Nach fünf Jahren war es in Telfs wieder soweit: das Schleicherlaufen – Höhepunkt der hiesigen Fasnachtsfeierlichkeiten – versetzte Telfs in Ausnahmezustand. Ein sehenswertes Spektakel!
Die Fasnacht hat in Telfs eine sehr lange Tradition. Erstmals erwähnt wurde sie 1571, später auch in einem Gerichtsurteil über eine Rauferei während der Fasnacht im Jahr 1612. 1830 wurde erstmals das Schleicherlaufen ausführlich erwähnt. Nach vielen Verboten und Versuchen dem Treiben Einhalt zu gebieten, hat sich die Telfer Fasnacht um die Jahrhundertwende 1900 wieder durchgesetzt.

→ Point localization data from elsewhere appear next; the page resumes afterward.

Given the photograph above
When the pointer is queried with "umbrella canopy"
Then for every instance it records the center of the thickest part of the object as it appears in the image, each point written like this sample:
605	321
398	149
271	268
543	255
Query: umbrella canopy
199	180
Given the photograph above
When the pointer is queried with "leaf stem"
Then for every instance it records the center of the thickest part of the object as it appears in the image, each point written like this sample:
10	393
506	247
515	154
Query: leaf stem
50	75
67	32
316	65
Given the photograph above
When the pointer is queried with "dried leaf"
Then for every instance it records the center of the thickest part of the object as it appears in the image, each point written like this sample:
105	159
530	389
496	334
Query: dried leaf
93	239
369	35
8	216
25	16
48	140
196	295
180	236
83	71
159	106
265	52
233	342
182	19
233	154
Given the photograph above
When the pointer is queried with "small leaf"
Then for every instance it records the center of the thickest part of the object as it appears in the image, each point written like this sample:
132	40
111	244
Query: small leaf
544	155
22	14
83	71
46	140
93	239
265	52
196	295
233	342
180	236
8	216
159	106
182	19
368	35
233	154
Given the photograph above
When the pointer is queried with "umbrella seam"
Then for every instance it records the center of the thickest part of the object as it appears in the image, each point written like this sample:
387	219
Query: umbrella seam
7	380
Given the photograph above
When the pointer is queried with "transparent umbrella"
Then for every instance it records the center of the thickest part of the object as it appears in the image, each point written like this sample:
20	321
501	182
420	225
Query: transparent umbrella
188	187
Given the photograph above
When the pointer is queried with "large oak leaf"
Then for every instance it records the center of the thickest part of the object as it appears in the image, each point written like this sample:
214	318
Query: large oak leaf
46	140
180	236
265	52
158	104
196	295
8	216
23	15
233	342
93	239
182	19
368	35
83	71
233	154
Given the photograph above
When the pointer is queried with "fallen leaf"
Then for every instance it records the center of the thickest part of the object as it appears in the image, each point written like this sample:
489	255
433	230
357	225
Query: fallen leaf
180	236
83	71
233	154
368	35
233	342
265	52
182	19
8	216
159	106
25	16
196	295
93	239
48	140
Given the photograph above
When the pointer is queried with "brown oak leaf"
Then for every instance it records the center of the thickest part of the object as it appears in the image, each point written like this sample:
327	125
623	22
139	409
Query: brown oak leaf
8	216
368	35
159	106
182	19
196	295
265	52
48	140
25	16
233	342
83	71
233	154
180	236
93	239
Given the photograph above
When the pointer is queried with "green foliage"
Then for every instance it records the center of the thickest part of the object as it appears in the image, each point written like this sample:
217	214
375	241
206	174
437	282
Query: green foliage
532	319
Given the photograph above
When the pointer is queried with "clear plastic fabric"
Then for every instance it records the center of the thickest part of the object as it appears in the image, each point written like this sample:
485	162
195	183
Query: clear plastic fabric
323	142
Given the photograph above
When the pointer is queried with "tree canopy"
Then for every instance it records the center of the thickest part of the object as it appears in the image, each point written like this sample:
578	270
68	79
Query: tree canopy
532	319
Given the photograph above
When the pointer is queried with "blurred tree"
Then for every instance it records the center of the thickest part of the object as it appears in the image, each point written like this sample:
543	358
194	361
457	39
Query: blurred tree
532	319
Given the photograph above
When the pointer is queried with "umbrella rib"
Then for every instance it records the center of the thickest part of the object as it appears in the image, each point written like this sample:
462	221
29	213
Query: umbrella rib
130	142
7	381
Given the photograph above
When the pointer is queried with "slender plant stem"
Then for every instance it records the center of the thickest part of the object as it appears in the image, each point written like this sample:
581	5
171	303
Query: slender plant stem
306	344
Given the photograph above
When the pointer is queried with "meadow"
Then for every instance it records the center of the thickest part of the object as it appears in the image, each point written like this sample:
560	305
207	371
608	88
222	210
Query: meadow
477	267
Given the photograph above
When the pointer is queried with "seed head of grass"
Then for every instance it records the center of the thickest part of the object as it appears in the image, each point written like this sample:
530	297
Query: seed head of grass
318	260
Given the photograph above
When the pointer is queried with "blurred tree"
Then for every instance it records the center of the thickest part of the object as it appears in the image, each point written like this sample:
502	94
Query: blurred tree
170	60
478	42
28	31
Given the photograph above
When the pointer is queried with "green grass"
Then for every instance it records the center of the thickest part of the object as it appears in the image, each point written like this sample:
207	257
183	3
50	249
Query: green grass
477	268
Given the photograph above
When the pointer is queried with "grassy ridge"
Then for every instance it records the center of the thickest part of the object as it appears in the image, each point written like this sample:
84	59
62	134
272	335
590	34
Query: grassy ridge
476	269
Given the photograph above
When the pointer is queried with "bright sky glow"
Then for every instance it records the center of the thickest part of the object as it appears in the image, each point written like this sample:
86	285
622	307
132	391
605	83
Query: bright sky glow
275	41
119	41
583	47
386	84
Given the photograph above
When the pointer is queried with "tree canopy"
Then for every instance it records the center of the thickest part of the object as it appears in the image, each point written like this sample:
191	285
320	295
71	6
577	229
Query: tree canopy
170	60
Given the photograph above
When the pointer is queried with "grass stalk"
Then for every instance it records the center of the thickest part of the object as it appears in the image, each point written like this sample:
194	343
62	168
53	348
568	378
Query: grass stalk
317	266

Der langen Tradition folgten am 2. Februar rund 15.000 begeisterte Zuschauer nach Telfs. Schließlich gibt’s das große Schleicherlaufen nur alle fünf Jahre zu sehen. Das Telfer Fasnachtsbrauchtum zählt übrigens seit 2010 zum immateriellen Kulturerbe der UNESCO.
Ablauf
Naz Ausgraben
Die Fasnacht in Telfs beginnt traditionell am Dreikönigstag mit dem Ausgraben des Naz. Die über 100 Jahre alte Puppe ist die Symbolfigur der Telfer Fasnacht. Sie symbolisiert ein Kind und gehört zu der Fasnachtgruppe der Laninger, mehr dazu später im Blog.
Sonne
Am Umzugstag wird bereits um 7:00 Uhr früh die Sonne durch den Ort getragen um für gutes Wetter für den Umzug zu bitten.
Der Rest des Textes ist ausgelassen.